Turkish police officer (R) embrace a man on a tank after the military position was taken over in Istanbul on July 16, 2016.emAFP Photo/em
Turkish police officer (R) embrace a man on a tank after the military position was taken over in Istanbul on July 16, 2016. AFP Photo

As heroic tales of civilians continue to emerge since the failed coup attempt in Turkey, one story in particular is drawing a lot of attention, anti-coup protesters managed to stop military tanks heading to Istanbul's Ataturk Airport on July 15, the day of the coup, by filling the vehicles' exhaust outlets with their clothes, according to the protestors themselves.

A chef at a restaurant in Istanbul, Danyal Şimşek, and the restaurant owner, Mehmet Şükrü Kintaş, told Anadolu Agency in Istanbul Thursday that they stopped almost 10 tanks this way.

The duo firstly set up a barricade with their cars to halt the tanks, and then stuffed the exhausts with their clothes.

Civilians brought many soldiers who were in the tanks to the police, as the soldiers had to leave after the exhaust gases filled the interior.

Kintaş added that the pro-coup soldiers had been headed to the airport.

"How can we stop this tank?" he said he asked the chef. A nearby mechanic then told them, "If you fill these exhausts, the tanks will stop."

Kintaş continued, "We took our clothes off. Everyone gave us their clothes and t-shirts. We plugged the exhausts with them and covered the top of the filters. So the tanks had to stop in two or three minutes."

Kintaş added that any security personnel can eat free in his 12 restaurants in Istanbul.

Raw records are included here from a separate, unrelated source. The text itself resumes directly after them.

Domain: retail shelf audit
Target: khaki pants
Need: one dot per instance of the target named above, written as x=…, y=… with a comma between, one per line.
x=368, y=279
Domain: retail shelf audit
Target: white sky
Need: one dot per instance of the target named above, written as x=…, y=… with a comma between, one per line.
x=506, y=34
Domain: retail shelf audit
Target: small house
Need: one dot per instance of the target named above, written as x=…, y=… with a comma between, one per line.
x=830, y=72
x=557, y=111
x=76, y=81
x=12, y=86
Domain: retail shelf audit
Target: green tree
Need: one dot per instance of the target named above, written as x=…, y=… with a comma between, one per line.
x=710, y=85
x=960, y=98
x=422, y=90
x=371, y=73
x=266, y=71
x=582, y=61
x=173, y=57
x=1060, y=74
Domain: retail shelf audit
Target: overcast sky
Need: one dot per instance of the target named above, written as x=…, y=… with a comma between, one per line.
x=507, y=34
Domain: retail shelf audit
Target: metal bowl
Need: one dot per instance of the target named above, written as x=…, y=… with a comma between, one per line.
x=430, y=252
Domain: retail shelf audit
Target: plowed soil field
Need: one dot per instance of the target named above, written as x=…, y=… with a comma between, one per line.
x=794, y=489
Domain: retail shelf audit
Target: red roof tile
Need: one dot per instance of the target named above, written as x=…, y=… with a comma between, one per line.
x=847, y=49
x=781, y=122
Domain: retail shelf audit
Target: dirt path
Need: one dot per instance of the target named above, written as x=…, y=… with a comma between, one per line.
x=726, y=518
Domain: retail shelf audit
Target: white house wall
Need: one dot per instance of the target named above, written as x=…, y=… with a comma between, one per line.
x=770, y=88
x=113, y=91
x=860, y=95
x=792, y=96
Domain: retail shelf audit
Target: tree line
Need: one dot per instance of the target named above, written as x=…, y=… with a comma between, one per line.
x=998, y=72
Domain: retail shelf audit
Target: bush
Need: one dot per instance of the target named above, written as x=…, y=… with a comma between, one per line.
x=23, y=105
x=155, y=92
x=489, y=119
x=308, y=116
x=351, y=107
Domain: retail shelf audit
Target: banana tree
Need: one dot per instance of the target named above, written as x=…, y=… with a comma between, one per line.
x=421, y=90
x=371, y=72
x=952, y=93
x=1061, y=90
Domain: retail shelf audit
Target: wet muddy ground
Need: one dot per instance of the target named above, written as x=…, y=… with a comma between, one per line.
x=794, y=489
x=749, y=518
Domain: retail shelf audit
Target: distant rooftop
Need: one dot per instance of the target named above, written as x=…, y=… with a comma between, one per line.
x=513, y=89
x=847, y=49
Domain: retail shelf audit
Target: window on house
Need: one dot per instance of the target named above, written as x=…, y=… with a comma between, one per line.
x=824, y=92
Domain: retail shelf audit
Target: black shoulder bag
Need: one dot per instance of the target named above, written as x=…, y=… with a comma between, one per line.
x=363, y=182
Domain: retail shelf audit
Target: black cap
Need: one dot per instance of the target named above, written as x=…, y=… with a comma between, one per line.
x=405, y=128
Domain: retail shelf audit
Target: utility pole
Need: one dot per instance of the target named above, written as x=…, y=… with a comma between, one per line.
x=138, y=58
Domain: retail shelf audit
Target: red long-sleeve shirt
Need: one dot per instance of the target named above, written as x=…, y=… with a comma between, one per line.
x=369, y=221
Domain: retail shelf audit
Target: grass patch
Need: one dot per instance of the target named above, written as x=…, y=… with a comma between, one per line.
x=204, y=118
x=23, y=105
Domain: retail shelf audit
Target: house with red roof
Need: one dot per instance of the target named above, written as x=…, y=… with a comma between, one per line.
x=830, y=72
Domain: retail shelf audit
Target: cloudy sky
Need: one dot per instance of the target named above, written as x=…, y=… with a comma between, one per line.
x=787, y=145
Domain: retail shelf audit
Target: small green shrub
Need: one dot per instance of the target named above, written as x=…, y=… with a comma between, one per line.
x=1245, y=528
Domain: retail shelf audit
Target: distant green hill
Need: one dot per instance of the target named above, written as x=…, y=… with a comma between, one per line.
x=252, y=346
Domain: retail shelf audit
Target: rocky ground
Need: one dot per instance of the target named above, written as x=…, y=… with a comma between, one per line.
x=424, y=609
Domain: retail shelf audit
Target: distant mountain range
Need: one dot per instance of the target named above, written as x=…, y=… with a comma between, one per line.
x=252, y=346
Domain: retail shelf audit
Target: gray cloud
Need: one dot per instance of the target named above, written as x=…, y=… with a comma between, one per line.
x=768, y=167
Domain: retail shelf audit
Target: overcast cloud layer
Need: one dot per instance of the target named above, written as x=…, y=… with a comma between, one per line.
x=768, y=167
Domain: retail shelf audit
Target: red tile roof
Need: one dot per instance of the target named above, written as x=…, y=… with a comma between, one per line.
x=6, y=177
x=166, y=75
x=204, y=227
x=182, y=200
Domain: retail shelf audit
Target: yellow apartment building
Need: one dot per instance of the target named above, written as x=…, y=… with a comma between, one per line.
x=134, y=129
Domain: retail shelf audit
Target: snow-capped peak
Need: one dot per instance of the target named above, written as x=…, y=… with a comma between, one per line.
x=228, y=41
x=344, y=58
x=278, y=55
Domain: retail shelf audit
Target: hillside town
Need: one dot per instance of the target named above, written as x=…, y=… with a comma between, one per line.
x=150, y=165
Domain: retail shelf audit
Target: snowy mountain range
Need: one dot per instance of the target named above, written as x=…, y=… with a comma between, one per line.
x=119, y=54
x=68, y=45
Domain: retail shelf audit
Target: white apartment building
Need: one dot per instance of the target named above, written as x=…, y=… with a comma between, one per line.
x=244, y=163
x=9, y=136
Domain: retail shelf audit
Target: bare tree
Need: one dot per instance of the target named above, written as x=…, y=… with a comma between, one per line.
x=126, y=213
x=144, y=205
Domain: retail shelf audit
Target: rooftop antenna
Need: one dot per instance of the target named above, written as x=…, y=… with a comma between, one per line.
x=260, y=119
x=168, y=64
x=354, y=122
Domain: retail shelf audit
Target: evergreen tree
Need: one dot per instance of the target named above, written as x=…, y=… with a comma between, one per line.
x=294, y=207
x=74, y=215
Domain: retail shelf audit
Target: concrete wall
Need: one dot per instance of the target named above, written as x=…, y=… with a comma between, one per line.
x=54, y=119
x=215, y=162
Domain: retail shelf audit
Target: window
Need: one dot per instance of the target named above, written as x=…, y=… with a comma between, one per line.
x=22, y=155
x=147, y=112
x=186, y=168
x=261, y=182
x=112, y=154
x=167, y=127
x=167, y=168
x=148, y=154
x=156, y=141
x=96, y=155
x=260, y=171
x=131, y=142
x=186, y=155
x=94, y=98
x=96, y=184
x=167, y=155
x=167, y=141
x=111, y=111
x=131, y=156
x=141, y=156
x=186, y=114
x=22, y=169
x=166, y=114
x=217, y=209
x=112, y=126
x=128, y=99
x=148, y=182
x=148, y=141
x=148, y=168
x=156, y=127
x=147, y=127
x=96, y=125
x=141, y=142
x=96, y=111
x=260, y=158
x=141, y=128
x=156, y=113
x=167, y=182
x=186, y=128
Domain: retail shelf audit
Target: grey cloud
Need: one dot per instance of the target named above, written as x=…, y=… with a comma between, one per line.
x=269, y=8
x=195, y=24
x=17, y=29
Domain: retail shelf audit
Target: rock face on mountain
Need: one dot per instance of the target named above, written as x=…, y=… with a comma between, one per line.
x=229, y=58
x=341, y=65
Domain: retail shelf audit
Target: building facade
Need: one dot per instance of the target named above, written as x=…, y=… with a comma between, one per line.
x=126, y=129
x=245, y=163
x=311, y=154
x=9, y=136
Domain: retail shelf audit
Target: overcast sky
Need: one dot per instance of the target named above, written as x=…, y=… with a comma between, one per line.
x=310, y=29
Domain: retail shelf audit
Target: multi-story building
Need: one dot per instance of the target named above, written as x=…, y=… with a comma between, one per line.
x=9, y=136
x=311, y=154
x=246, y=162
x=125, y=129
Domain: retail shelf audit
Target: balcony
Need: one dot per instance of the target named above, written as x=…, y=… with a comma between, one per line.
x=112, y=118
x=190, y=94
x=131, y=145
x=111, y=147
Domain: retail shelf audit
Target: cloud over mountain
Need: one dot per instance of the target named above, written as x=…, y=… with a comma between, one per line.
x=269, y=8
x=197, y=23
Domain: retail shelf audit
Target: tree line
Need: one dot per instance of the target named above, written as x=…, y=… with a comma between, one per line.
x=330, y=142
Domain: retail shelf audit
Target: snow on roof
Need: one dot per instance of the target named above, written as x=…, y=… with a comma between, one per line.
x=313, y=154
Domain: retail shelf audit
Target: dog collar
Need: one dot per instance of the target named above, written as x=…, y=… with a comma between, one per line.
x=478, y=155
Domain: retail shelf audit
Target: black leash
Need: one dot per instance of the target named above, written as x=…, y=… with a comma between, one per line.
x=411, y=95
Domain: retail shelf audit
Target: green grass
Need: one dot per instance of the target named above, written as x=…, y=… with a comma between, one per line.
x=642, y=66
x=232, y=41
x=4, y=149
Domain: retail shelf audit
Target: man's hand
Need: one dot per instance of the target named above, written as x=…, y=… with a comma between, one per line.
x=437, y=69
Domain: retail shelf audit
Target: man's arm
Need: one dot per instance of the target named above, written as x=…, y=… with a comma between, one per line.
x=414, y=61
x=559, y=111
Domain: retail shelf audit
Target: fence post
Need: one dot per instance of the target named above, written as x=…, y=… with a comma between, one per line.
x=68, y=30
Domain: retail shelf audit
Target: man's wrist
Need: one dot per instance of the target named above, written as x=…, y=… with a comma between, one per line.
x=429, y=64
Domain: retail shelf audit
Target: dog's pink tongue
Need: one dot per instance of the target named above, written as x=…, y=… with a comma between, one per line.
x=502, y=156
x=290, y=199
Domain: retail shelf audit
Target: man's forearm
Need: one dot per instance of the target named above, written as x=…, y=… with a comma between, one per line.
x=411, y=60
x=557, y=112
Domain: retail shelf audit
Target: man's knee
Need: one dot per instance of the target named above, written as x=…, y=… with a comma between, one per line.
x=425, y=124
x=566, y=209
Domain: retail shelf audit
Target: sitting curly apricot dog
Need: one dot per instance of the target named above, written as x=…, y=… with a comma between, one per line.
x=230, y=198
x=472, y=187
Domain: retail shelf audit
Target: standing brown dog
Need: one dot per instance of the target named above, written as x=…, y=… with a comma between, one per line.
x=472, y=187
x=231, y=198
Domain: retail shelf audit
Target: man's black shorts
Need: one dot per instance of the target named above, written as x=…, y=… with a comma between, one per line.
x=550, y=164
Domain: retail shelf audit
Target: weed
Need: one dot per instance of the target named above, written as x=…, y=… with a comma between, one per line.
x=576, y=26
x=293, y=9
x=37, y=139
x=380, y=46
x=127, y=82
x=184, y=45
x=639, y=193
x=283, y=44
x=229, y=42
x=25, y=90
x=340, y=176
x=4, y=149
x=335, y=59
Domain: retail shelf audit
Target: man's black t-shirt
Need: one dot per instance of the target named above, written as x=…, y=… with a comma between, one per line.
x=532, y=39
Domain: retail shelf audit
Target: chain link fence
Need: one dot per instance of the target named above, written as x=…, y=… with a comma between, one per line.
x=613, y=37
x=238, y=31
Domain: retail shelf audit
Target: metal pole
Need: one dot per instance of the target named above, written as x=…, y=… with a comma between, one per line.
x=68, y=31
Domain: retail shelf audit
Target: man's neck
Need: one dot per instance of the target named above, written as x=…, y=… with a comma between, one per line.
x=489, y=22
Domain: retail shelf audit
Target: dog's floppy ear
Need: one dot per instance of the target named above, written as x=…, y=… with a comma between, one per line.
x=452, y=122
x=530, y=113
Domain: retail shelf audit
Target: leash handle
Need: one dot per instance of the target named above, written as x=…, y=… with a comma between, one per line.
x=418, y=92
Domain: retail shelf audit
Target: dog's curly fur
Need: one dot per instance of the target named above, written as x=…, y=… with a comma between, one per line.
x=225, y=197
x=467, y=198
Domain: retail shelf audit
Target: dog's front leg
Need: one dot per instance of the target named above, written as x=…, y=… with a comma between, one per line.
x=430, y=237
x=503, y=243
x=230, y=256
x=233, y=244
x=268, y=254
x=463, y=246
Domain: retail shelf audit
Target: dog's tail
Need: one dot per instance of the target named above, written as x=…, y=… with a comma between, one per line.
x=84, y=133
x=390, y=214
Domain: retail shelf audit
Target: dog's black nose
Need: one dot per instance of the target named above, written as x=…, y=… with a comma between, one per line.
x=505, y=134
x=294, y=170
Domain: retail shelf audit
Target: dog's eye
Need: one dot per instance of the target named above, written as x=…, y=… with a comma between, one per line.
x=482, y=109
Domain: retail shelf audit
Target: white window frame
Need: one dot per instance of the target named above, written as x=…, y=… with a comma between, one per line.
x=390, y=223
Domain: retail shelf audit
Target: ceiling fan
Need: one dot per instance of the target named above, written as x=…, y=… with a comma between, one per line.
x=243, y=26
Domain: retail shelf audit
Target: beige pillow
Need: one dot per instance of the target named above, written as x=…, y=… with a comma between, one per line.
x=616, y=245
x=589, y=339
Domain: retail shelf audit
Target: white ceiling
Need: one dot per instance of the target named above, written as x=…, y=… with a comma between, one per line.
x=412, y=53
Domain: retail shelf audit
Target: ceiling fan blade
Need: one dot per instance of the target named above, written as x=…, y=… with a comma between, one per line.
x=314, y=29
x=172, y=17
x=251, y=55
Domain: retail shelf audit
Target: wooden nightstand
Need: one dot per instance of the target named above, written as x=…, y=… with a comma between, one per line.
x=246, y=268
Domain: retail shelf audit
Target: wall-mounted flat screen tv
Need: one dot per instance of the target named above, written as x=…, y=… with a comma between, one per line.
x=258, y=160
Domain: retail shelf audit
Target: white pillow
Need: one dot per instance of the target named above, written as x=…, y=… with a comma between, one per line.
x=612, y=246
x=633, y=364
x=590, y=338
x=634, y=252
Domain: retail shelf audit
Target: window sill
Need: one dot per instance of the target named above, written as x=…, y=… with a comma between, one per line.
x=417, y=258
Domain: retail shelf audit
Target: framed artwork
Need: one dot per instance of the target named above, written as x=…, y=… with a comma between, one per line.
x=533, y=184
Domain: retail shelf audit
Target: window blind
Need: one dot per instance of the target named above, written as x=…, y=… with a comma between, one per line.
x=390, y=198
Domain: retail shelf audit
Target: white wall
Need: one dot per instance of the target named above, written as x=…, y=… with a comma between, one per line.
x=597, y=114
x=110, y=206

"The military personnel and police officers against the coup can visit any branch of my restaurants and eat as much as they want. Our brothers paid their checks on July 15 and 16," he added.

The chef said only one tank was able to evade them and go on to Ataturk Airport.

On the people who fought the coup, he said, "May God bless them all. There were hundreds of people there. We were only one of them."

Turkey's government has said the attempted coup was organized by followers of U.S.-based cleric Fetullah Gülen, who is accused of a long-running campaign to overthrow the state through infiltrating Turkish institutions, particularly the military, police, and judiciary, forming a "parallel state."

The deadly coup attempt began late on Friday when rogue elements of the Turkish military tried to overthrow the country's democratically elected government.

On July 15, a small military junta linked to the Gülenist Terror Organization (FETÖ) attempted to topple the democratically elected government in Turkey and bring martial law in effect.

The attempt was prevented by the military loyal to the government along with police units and millions of people in favor of democracy. A total of 264 people, mostly civilians, were killed and over 1,500 people were injured. Opposition parties have united in condemnation of the coup attempt, denouncing it in the harshest terms and underscoring their determination to preserve democracy and rule of law in Turkey.